Spitznagle TM, McCurdy Robinson C. 2014. Myofascial Pelvic Pain. Obstet Gynecol Clin North Am. 41(3):409-432. “Individuals with pelvic pain commonly present with complaints of pain located anywhere below the umbilicus radiating to the top of their thighs or genital region. The somatovisceral convergence that occurs within the pelvic region exemplifies why examination of not only the organs but also the muscles, connective tissues (fascia), and neurologic input to the region should be performed for women with pelvic pain. The susceptibility of the pelvic floor musculature to the development of myofascial pain has been attributed to unique functional demands of this muscle. Conservative interventions should be considered to address the impairments found on physical examination.”

Wolfe F, Hauser W, Walitt BT et al. 2014. Fibromyalgia and Physical Trauma: The Concepts We Invent. J Rheumatol. [Aug 1 Epub ahead of print.] “Despite weak to nonexistent evidence regarding the causal association of trauma and fibromyalgia (FM), literature and court testimony continue to point out the association as if it were a strong and true association. The only data that appear unequivocally to support the notion that trauma causes FM are case reports, cases series, and studies that rely on patients' recall and attribution - very low-quality data that do not constitute scientific evidence. Five research studies have contributed evidence to the FM-trauma association. There is no scientific support for the idea that trauma overall causes FM, and evidence in regard to an effect of motor vehicle accidents on FM is weak or null. In some instances effect may be seen to precede cause. Alternative causal models that propose that trauma causes "stress" that leads to FM are unfalsifiable and immeasurable.” [These authors, known for their debunking of fibromyalgia, seem oblivious to the relationship between fibromyalgia and myofascial trigger points, and the numerous studies linking whiplash associated trauma to trigger points and fibromyalgia central sensitization. DJS]

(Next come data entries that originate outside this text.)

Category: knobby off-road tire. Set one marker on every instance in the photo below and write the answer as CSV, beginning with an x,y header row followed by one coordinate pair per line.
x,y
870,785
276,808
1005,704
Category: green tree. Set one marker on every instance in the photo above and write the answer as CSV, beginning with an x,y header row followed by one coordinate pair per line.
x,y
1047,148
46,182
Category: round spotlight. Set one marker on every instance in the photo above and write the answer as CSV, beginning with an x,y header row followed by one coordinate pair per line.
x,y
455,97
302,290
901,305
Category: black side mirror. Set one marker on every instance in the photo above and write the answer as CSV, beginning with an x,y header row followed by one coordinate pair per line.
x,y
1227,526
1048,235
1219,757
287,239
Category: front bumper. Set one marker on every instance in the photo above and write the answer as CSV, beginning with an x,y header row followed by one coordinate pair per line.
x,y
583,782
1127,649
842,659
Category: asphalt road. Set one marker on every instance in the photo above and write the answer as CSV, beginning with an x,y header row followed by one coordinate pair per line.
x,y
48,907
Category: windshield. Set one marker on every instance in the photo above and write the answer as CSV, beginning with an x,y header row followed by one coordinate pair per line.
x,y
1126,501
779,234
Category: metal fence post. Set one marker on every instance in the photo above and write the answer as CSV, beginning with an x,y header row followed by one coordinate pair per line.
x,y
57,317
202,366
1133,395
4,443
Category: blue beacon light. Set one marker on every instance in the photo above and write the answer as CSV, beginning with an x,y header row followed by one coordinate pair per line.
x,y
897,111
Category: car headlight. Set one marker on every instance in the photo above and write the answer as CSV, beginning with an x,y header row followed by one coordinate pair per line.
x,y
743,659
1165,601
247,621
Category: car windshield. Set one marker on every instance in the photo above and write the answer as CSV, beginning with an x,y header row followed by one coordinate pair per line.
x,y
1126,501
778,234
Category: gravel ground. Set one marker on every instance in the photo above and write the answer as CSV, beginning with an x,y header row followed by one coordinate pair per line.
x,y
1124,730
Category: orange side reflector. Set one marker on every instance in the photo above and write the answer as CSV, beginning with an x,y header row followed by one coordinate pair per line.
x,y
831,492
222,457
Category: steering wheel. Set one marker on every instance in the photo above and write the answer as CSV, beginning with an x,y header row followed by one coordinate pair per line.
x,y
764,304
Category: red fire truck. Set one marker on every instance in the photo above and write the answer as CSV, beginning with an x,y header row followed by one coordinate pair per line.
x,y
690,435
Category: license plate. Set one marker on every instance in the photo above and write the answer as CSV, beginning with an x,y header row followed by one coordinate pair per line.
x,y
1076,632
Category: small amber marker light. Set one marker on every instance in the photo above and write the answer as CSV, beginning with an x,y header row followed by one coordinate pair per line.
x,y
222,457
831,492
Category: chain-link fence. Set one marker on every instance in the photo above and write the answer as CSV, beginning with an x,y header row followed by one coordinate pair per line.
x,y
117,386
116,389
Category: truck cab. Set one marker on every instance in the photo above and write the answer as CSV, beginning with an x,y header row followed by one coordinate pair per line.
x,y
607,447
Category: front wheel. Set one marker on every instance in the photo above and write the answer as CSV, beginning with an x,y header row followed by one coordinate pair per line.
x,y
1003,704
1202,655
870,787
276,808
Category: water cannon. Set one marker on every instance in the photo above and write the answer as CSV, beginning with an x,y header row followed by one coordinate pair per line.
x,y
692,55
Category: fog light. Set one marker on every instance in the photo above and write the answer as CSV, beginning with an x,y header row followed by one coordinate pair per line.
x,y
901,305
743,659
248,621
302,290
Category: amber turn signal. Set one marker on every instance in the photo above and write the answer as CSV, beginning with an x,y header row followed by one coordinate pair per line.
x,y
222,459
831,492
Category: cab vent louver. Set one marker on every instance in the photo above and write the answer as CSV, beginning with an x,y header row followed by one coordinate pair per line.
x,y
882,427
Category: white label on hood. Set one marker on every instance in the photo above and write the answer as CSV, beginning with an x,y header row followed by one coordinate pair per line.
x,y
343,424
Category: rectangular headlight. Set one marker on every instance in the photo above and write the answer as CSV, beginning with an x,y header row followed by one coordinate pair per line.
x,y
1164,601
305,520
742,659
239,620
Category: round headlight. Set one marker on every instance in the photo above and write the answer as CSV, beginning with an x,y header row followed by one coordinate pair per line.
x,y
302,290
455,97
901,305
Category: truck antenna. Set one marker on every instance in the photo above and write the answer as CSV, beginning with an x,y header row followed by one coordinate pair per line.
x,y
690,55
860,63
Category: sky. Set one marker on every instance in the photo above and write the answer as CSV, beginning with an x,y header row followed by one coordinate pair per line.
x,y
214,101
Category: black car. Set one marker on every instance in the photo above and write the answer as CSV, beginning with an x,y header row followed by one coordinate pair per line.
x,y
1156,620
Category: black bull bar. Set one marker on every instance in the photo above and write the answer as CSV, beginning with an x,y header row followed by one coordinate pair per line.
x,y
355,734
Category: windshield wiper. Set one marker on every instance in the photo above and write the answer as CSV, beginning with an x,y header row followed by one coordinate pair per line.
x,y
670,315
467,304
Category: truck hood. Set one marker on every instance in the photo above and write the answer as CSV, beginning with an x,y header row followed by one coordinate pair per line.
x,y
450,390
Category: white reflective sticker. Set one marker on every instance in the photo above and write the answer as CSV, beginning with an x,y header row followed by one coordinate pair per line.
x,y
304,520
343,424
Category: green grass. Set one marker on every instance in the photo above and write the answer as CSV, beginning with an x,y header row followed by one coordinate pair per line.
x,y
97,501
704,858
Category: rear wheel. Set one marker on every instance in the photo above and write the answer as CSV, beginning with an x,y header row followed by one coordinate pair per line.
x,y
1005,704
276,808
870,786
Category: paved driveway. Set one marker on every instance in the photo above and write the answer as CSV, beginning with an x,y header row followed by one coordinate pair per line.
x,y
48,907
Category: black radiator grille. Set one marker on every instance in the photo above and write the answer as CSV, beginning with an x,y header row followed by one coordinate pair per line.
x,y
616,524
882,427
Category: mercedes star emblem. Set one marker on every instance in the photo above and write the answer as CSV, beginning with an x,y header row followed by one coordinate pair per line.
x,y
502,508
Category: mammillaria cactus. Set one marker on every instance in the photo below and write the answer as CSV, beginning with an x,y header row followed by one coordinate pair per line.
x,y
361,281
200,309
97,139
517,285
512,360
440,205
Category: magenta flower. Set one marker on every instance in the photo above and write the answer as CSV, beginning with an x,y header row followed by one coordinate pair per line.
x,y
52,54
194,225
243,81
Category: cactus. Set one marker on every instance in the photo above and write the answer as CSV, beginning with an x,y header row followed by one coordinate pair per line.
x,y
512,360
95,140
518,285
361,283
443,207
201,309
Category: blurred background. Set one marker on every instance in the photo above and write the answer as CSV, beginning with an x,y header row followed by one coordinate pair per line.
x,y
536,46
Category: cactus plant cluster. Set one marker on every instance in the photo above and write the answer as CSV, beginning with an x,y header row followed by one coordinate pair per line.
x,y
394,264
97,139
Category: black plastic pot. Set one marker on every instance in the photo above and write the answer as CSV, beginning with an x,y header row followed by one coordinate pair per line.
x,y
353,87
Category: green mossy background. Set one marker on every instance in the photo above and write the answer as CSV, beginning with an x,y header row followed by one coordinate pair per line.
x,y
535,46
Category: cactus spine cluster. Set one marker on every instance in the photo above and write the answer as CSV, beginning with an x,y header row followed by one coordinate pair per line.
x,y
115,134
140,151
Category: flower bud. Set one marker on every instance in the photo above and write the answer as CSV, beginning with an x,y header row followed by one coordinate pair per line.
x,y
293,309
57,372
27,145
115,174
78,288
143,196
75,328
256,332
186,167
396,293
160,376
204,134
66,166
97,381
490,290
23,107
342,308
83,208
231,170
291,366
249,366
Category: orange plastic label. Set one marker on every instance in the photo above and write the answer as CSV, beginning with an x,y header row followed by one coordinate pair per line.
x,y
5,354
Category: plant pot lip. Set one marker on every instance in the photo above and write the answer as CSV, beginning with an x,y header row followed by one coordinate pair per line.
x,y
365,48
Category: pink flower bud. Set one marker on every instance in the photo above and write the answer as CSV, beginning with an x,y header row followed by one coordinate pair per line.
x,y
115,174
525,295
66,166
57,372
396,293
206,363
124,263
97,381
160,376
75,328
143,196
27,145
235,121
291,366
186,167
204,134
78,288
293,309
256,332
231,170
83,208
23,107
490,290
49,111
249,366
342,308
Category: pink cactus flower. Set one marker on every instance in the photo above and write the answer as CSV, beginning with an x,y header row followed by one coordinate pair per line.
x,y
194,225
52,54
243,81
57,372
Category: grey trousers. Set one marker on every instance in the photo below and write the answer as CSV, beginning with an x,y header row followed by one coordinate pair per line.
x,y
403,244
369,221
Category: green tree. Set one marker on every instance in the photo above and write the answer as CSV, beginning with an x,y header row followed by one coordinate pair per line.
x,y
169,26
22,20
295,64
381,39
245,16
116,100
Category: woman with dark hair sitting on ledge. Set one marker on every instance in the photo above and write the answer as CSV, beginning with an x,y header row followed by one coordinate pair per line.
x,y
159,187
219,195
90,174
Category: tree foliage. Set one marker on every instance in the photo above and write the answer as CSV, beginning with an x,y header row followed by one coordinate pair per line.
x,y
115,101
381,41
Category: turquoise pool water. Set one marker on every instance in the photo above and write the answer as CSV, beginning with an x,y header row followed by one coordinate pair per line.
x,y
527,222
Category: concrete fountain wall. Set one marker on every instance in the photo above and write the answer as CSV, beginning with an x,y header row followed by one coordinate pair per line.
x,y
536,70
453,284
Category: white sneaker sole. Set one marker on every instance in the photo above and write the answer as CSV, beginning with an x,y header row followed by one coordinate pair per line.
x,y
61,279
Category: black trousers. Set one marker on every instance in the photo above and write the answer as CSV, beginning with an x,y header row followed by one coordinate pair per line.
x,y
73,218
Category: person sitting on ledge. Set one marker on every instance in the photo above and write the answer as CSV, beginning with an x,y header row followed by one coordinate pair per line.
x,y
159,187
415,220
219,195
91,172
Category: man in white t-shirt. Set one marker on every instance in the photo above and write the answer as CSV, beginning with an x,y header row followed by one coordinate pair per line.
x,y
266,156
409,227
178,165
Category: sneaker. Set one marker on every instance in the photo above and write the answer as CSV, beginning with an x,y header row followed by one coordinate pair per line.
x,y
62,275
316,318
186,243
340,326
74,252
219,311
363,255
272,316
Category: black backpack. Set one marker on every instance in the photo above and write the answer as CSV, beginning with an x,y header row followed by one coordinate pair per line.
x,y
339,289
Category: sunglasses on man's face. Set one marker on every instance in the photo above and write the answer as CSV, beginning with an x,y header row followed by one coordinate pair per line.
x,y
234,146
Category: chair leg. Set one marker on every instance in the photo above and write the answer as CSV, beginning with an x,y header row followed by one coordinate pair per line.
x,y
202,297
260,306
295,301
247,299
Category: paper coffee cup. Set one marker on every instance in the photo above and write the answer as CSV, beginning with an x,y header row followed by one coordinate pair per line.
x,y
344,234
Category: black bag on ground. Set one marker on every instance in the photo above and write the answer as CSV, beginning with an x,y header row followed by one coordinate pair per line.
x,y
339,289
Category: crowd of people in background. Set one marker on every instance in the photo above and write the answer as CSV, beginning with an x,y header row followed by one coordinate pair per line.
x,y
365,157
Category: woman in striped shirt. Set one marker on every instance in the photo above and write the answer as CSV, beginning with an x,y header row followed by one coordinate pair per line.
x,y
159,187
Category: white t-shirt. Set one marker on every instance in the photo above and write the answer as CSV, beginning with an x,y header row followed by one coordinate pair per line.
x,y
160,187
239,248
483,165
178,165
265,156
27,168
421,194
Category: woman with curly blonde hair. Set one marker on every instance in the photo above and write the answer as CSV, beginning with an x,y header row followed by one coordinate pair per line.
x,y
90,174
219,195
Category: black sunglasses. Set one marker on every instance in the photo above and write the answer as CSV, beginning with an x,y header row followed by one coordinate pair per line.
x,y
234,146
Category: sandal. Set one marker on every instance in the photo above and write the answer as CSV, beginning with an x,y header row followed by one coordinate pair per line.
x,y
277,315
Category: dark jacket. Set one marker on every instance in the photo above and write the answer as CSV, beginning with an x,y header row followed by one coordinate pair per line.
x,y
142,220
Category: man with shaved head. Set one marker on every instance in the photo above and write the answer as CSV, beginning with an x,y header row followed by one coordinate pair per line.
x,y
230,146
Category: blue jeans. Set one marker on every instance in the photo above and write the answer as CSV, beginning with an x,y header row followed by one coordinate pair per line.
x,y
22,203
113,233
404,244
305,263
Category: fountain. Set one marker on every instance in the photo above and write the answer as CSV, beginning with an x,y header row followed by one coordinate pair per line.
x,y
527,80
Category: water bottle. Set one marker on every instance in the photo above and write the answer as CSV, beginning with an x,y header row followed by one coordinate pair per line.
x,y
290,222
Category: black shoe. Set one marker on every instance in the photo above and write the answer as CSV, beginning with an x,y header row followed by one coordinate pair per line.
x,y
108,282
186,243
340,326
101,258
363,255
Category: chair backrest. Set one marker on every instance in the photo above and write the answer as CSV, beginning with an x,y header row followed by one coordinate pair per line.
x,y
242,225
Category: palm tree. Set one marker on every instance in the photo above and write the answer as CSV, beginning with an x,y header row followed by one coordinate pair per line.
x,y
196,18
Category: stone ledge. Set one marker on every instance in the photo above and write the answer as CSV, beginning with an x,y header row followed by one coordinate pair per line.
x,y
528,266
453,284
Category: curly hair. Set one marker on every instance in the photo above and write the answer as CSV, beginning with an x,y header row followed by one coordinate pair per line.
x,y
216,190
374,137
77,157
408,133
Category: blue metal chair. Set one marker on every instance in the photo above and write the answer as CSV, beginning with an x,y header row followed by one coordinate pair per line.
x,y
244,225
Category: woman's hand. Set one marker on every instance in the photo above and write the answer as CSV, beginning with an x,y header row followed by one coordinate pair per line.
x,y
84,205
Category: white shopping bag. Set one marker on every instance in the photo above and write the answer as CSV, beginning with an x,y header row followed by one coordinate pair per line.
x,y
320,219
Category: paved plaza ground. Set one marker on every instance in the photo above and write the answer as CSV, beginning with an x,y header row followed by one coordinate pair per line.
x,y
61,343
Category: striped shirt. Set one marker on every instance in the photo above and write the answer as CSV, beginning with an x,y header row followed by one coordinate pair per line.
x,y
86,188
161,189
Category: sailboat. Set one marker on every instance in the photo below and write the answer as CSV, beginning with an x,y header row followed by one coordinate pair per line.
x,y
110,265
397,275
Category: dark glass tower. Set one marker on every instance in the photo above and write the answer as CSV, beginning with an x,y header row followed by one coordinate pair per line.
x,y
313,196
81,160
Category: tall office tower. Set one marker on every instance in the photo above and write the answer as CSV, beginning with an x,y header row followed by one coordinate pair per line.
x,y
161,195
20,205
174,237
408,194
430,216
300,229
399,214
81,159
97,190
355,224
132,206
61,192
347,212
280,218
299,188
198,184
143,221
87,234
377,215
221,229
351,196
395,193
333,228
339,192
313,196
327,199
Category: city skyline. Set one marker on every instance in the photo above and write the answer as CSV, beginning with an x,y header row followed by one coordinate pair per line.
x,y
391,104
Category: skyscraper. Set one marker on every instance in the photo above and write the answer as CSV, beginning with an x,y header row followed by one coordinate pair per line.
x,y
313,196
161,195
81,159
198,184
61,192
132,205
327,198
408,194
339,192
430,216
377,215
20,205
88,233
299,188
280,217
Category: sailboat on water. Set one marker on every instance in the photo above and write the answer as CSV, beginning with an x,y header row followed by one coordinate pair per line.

Wolf LD, Davis MC. 2014. Loneliness, daily pain, and perceptions of interpersonal events in adults with fibromyalgia. Health Psychol. 33(9):929-937. Chronic and transient episodes of loneliness are associated with more negative daily social relations and pain. However, boosts in positive events yield greater boosts in day-to-day enjoyment of social relations for lonely versus non-lonely individuals, and during loneliness episodes, a finding that can inform future interventions for individuals with chronic pain.